Evaluate Your Performance

Measurement is an important and sometimes overlooked component of any project or ongoing professional endeavor. If you are working on a finite project or event, keep records of attendance; poll your audience and track comments, suggestions, stories and ideas that are generated as a result of your work. For ongoing ventures, you might send a quarterly or annual survey to participants, partners or stakeholders to track any transactional data and measure those outcomes over time.

Looking at stories or numbers side-by-side can give you an interesting and often unexpected picture of your work. You can see where you were successful and where there may be weaknesses. You may see bits of information that point to the need for an additional skill set or a collaboration or partnership.
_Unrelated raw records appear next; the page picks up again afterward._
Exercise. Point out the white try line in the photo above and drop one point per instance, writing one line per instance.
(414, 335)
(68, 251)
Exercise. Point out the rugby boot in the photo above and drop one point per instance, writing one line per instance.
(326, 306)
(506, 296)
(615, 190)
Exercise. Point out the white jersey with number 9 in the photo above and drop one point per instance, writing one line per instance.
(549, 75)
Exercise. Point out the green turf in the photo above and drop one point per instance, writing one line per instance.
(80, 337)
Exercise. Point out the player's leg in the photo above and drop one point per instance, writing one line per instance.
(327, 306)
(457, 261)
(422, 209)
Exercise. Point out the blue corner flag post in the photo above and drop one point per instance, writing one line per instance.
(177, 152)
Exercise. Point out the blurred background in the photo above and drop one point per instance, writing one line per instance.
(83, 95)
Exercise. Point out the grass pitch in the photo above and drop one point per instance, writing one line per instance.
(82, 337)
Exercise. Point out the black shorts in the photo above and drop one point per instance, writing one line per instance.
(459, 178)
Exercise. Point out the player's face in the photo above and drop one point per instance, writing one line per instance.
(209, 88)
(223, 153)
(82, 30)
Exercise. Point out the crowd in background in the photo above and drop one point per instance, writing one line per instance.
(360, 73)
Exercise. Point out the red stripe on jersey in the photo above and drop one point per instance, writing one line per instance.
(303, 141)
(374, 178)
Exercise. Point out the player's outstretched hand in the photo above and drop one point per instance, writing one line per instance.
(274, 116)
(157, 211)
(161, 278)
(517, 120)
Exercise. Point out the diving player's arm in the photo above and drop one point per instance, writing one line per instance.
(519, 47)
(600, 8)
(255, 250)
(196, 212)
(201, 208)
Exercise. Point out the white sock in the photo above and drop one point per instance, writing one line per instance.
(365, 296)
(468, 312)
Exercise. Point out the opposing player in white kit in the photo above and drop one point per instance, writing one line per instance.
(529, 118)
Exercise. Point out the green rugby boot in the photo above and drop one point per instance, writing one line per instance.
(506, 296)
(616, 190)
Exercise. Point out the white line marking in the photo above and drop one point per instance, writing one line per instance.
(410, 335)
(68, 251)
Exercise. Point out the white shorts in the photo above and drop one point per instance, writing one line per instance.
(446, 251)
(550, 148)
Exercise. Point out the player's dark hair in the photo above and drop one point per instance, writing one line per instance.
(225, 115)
Comments may reveal unintended consequences—good or bad—of decisions you made throughout the creative process.

In addition to surveying your audience or clients, get feedback from your collaborators, peers, advisors and funders either formally or informally.  This may include scheduling an informal discussion to talk about your performance or work to gain additional insights.

Developing a Survey

Developing a good survey can become its own art form. There are a number of consultants and research firms who are dedicated to asking the right questions, in the right order and collecting them in the most appropriate manner. Without hiring a consultant, there are a few tips we can share to help you develop an effective survey and analyze the results:

  • Take time and care in crafting your questions. It’s not uncommon to spend the majority of your time just figuring out what questions to ask.
  • Be strategic. It’s important to ask targeted questions, rather than every possible question you can think of. This shows respect for your survey taker’s time and will help prevent data overload during your analysis.
  • Don’t build assumptions into your survey. When putting together your survey questions, avoid asking leading questions or building emotion into the survey. This will allow you to stay as objective as possible.
  • Put your most important questions upfront. The rate of people completing the final questions of a survey tends to be far less than the rate of completion for those asked first.
  • Go through the entire process with an open mind. You’ll likely get a wide range of responses, but remember not to take anything personally. Instead, focus on how you can constructively use all positive, negative and neutral information to make your work even better in the future.